I don't know what I'll read next. For the first time since coming to Russia, I actually have a lot to choose from. So life, in that one respect, is good. Life is also good in the respect that I have a lot of shoes. And that about sums it up.

6 comments:

vicmarcam said...

I've been having trouble posting. I hope you don't get 10 copies of the same post.

Anyway, very funny entry.

Haruki Murakami wrote my favorite short story, On Seeing the 100% Perfect Girl One Beautiful April Morning. Did I ever make you read it?

Unknown said...

Yes, actually. It was that very collection of short stories that made me like his writing and read more and more and more.

Patrick J. Vaz said...

If you want to continue your "semi-political female-written first-person-narrated unsuccessful-marriage-including books about members of formerly powerful families in Central and South America" thing, you might try Didion's Book of Common Prayer, and discover the shocking truth about where your name comes from.

I also tend to read another one by the famous authors I don't like. Sometimes when it comes to movies I'll watch them again. It can be interesting to analyze exactly why I don't like it. Or to give myself a second chance with something I wasn't ready for -- that's happened to me a few times. But I can also feel liberated when I realize I don't have to bother with something.

My four-disc set of animated Soviet propaganda has arrived -- I can't wait! Well, obviously, I can, since I haven't dived right in, but I'm looking forward to it. . . .

Unknown said...

Way ahead of you on that. And, actually, I was reminded of it when I was reading the notes to Wide Sargasso Sea, though I forget why now.

Unknown said...

I guess I don't feel like I can just not bother with an author until I've read at least two books.
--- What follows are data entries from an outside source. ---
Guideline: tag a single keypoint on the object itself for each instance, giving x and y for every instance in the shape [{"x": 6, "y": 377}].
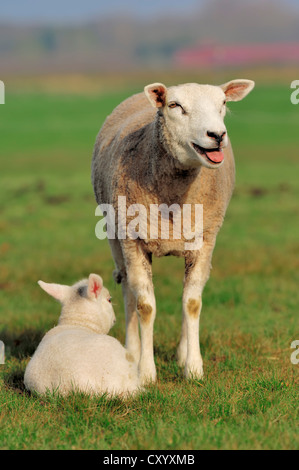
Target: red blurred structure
[{"x": 238, "y": 55}]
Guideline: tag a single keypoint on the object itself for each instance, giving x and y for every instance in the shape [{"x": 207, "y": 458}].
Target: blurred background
[
  {"x": 66, "y": 64},
  {"x": 99, "y": 40}
]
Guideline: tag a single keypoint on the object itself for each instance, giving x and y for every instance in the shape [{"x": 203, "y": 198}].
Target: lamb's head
[
  {"x": 193, "y": 118},
  {"x": 87, "y": 303}
]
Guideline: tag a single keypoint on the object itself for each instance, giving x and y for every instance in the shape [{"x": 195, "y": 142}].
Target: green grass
[{"x": 249, "y": 397}]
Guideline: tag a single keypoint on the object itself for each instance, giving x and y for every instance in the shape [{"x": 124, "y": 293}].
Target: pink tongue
[{"x": 216, "y": 156}]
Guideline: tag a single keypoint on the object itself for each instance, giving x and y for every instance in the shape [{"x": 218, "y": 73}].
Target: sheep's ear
[
  {"x": 236, "y": 90},
  {"x": 58, "y": 291},
  {"x": 95, "y": 285},
  {"x": 156, "y": 94}
]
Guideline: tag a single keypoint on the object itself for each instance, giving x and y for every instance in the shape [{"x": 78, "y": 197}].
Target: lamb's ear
[
  {"x": 236, "y": 90},
  {"x": 156, "y": 94},
  {"x": 95, "y": 285},
  {"x": 58, "y": 291}
]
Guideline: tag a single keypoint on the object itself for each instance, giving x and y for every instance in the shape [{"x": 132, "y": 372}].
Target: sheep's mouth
[{"x": 214, "y": 156}]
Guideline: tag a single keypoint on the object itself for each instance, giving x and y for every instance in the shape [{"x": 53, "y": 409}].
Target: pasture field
[{"x": 249, "y": 396}]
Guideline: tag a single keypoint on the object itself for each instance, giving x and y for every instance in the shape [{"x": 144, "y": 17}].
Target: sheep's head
[
  {"x": 193, "y": 117},
  {"x": 87, "y": 303}
]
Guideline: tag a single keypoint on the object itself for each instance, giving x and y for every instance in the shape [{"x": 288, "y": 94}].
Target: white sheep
[
  {"x": 78, "y": 355},
  {"x": 166, "y": 146}
]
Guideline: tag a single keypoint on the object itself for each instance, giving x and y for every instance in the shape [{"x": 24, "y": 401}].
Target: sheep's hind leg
[
  {"x": 197, "y": 270},
  {"x": 120, "y": 276}
]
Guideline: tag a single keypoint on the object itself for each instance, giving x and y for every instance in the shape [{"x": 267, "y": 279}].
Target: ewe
[
  {"x": 77, "y": 355},
  {"x": 166, "y": 146}
]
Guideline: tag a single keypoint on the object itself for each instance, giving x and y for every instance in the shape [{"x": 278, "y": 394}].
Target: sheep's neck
[{"x": 167, "y": 172}]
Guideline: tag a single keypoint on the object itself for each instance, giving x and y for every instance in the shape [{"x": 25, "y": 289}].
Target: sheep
[
  {"x": 77, "y": 354},
  {"x": 166, "y": 146}
]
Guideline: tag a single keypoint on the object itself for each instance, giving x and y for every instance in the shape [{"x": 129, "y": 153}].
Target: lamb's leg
[
  {"x": 197, "y": 270},
  {"x": 139, "y": 279}
]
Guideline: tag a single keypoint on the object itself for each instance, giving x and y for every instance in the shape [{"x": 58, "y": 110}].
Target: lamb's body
[
  {"x": 74, "y": 358},
  {"x": 78, "y": 355},
  {"x": 167, "y": 155}
]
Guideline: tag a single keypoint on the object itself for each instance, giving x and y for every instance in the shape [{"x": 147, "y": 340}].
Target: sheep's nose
[{"x": 217, "y": 137}]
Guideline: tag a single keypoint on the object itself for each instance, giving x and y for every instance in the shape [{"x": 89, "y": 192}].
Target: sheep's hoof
[
  {"x": 194, "y": 373},
  {"x": 147, "y": 375},
  {"x": 181, "y": 356}
]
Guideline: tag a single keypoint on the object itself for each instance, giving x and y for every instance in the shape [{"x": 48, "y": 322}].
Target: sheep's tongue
[{"x": 216, "y": 156}]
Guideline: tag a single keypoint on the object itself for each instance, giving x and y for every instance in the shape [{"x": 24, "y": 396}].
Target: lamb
[
  {"x": 78, "y": 355},
  {"x": 166, "y": 146}
]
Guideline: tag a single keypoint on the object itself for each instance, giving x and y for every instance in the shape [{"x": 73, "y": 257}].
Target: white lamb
[{"x": 77, "y": 355}]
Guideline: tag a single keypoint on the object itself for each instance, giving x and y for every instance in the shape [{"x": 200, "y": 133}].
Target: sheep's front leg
[
  {"x": 197, "y": 270},
  {"x": 139, "y": 280}
]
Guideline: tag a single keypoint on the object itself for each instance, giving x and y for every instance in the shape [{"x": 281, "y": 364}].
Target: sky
[{"x": 78, "y": 10}]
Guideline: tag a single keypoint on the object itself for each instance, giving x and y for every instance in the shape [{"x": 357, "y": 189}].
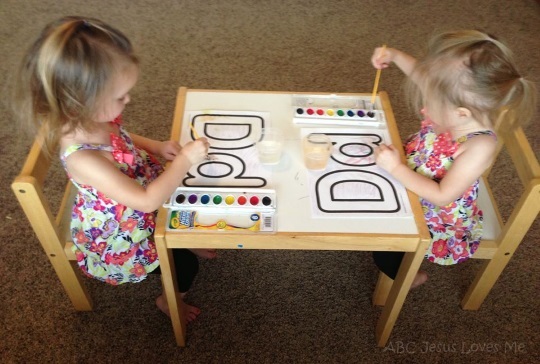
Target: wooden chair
[
  {"x": 500, "y": 239},
  {"x": 52, "y": 231}
]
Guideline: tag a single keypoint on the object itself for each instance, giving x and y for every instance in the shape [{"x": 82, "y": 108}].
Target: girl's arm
[
  {"x": 167, "y": 149},
  {"x": 96, "y": 169},
  {"x": 382, "y": 58},
  {"x": 475, "y": 157}
]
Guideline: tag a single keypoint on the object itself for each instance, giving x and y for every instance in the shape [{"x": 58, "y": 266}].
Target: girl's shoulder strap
[
  {"x": 76, "y": 147},
  {"x": 466, "y": 137}
]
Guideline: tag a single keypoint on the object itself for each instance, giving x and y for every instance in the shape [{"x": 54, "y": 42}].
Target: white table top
[{"x": 290, "y": 177}]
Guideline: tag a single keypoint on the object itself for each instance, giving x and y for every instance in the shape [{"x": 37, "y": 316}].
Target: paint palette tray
[
  {"x": 336, "y": 110},
  {"x": 211, "y": 209}
]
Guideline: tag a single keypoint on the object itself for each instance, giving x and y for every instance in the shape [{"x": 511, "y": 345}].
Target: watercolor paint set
[
  {"x": 336, "y": 110},
  {"x": 237, "y": 210}
]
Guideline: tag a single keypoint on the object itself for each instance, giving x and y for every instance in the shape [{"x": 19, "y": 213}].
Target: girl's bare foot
[
  {"x": 205, "y": 253},
  {"x": 419, "y": 279},
  {"x": 190, "y": 312}
]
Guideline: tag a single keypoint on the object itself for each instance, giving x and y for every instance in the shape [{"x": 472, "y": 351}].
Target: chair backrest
[
  {"x": 500, "y": 242},
  {"x": 525, "y": 211},
  {"x": 52, "y": 231}
]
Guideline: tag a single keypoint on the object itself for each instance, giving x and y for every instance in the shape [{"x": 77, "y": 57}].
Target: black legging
[
  {"x": 187, "y": 266},
  {"x": 388, "y": 262}
]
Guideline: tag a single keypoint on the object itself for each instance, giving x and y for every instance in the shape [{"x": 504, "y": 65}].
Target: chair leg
[
  {"x": 382, "y": 289},
  {"x": 398, "y": 292},
  {"x": 170, "y": 290}
]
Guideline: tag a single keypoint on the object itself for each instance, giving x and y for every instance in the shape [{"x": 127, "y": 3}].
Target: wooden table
[{"x": 296, "y": 229}]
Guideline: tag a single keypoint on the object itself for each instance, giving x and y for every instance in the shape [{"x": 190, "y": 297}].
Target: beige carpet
[{"x": 265, "y": 306}]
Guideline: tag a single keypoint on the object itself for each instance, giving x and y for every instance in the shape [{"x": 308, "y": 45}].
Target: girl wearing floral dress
[
  {"x": 75, "y": 82},
  {"x": 462, "y": 86}
]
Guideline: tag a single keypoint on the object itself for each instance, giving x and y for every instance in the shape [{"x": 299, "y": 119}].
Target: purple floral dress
[
  {"x": 456, "y": 229},
  {"x": 114, "y": 243}
]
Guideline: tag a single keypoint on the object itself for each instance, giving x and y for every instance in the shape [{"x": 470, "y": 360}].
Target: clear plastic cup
[
  {"x": 270, "y": 146},
  {"x": 317, "y": 150}
]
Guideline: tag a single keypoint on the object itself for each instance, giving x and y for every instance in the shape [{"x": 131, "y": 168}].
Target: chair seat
[{"x": 492, "y": 222}]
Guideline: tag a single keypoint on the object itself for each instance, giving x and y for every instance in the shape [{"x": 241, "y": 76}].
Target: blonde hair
[
  {"x": 63, "y": 74},
  {"x": 473, "y": 70}
]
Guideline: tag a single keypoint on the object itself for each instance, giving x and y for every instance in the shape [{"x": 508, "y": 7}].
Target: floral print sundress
[
  {"x": 456, "y": 229},
  {"x": 112, "y": 242}
]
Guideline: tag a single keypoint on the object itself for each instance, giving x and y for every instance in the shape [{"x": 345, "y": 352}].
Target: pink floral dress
[
  {"x": 114, "y": 243},
  {"x": 456, "y": 229}
]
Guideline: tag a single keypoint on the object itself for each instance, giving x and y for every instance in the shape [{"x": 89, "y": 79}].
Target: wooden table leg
[{"x": 402, "y": 284}]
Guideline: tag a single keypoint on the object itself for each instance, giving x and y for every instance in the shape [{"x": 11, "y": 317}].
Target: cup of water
[
  {"x": 317, "y": 150},
  {"x": 270, "y": 146}
]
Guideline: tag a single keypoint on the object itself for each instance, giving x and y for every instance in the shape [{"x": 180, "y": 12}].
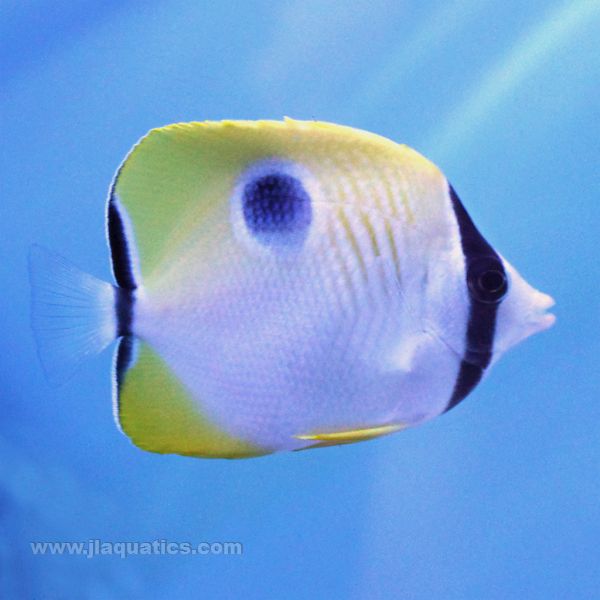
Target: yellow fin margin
[
  {"x": 350, "y": 436},
  {"x": 156, "y": 412}
]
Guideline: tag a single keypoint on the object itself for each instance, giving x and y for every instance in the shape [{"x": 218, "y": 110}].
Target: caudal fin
[{"x": 72, "y": 313}]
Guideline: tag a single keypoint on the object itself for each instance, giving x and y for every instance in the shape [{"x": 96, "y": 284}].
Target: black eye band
[
  {"x": 487, "y": 279},
  {"x": 487, "y": 284}
]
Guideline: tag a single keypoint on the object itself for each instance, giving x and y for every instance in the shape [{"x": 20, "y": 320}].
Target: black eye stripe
[{"x": 480, "y": 261}]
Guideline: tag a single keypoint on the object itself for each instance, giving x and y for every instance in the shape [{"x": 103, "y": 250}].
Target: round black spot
[
  {"x": 277, "y": 208},
  {"x": 487, "y": 280}
]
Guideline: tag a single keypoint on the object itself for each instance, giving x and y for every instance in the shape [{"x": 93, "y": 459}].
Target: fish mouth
[{"x": 540, "y": 319}]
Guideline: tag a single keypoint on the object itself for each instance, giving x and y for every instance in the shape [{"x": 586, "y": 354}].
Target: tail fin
[{"x": 72, "y": 313}]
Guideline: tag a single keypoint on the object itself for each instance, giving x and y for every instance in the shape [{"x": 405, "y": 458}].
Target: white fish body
[{"x": 285, "y": 285}]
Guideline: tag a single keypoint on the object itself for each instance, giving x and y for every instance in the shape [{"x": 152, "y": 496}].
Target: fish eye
[
  {"x": 487, "y": 280},
  {"x": 276, "y": 208}
]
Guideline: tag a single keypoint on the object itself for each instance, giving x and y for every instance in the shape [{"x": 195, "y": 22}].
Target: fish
[{"x": 281, "y": 286}]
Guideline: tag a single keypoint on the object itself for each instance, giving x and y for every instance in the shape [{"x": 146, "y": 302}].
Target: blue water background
[{"x": 500, "y": 498}]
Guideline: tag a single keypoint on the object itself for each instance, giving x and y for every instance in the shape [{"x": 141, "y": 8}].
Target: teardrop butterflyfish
[{"x": 282, "y": 285}]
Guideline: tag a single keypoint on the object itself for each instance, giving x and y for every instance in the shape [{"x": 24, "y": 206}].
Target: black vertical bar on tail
[
  {"x": 121, "y": 264},
  {"x": 481, "y": 326}
]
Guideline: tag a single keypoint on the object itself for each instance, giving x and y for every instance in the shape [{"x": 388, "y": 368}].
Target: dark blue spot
[{"x": 277, "y": 209}]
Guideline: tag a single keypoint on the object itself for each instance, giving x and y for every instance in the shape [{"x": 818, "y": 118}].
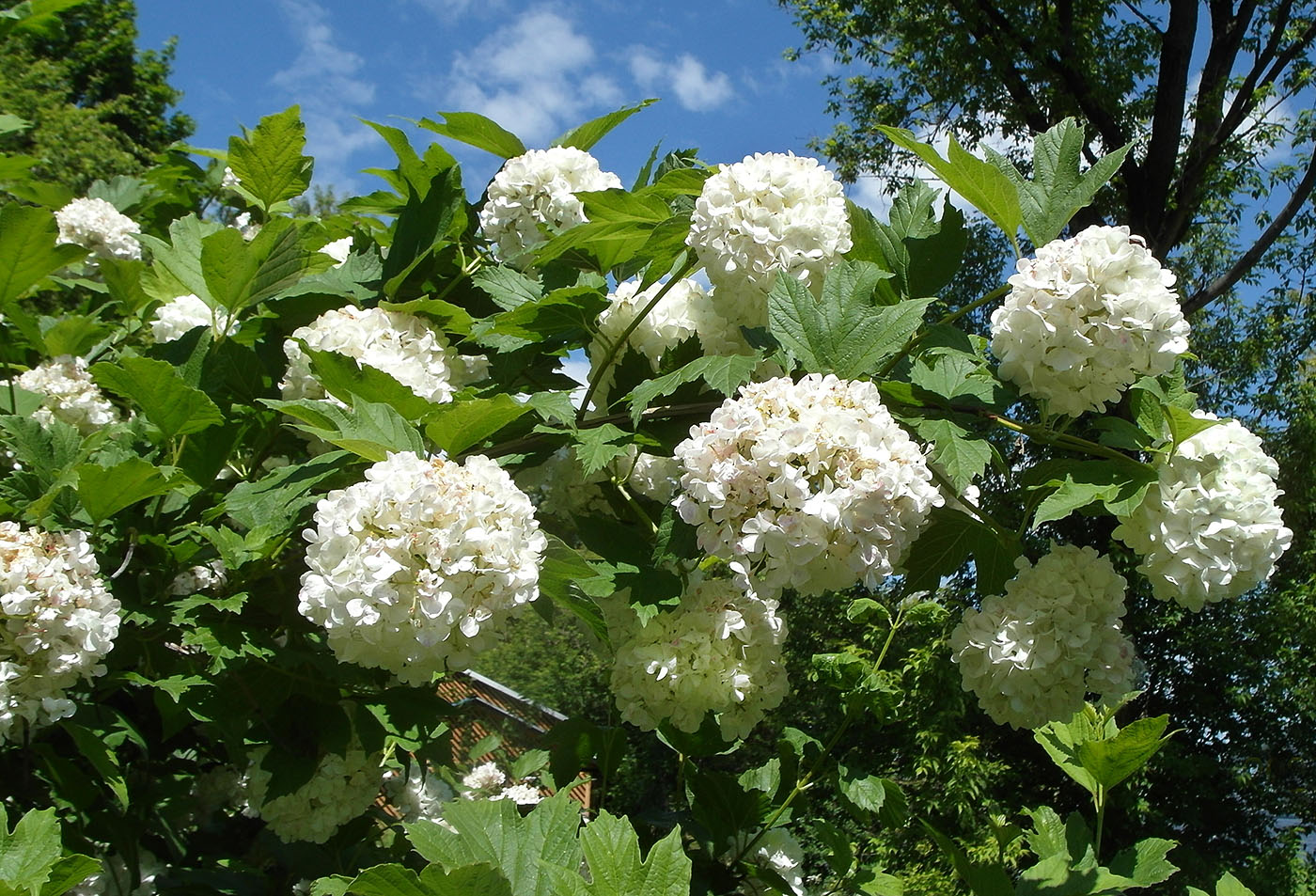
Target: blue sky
[{"x": 536, "y": 68}]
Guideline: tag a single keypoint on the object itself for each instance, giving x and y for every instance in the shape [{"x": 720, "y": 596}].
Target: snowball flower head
[
  {"x": 56, "y": 620},
  {"x": 414, "y": 569},
  {"x": 766, "y": 214},
  {"x": 1086, "y": 319},
  {"x": 69, "y": 395},
  {"x": 719, "y": 652},
  {"x": 809, "y": 486},
  {"x": 686, "y": 310},
  {"x": 181, "y": 315},
  {"x": 1210, "y": 527},
  {"x": 339, "y": 790},
  {"x": 399, "y": 343},
  {"x": 1033, "y": 652},
  {"x": 532, "y": 199},
  {"x": 98, "y": 227}
]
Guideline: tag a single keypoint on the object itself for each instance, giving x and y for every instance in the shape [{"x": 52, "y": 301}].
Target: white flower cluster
[
  {"x": 98, "y": 227},
  {"x": 776, "y": 850},
  {"x": 210, "y": 576},
  {"x": 719, "y": 652},
  {"x": 337, "y": 250},
  {"x": 769, "y": 213},
  {"x": 56, "y": 624},
  {"x": 414, "y": 569},
  {"x": 1033, "y": 652},
  {"x": 1086, "y": 319},
  {"x": 487, "y": 781},
  {"x": 417, "y": 794},
  {"x": 809, "y": 486},
  {"x": 686, "y": 310},
  {"x": 339, "y": 790},
  {"x": 399, "y": 343},
  {"x": 1211, "y": 527},
  {"x": 532, "y": 199},
  {"x": 181, "y": 315},
  {"x": 69, "y": 394}
]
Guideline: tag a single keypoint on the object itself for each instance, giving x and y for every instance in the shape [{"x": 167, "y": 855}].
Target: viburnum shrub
[{"x": 270, "y": 477}]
I never do that with movies, though. For some reason, I am much pickier about movies than about books.

Patrick J. Vaz said...

And they have to be books considered the author's best -- I've read a few by DH Lawrence, but since one of them is reputedly his worst (Aaron's Rod, which was assigned by a professor because he wanted books that dealt with the aftermath of WWI) and I haven't read any of the ones considered his best (Women in Love, Sons & Lovers) so I feel obliged to do the Lawrence thing.
I'm actually much less picky about movies, which is why I saw Varsity Blues and then had to listen to a friend of mine bring it up for literally years. I don't know why -- he's watched some crap too.
And please tell me you have read Anna Karenina -- otherwise I won't be able to forgive myself. I really do assume everyone knows the end, and I really wish that were the only wrong assumption I've made in my life.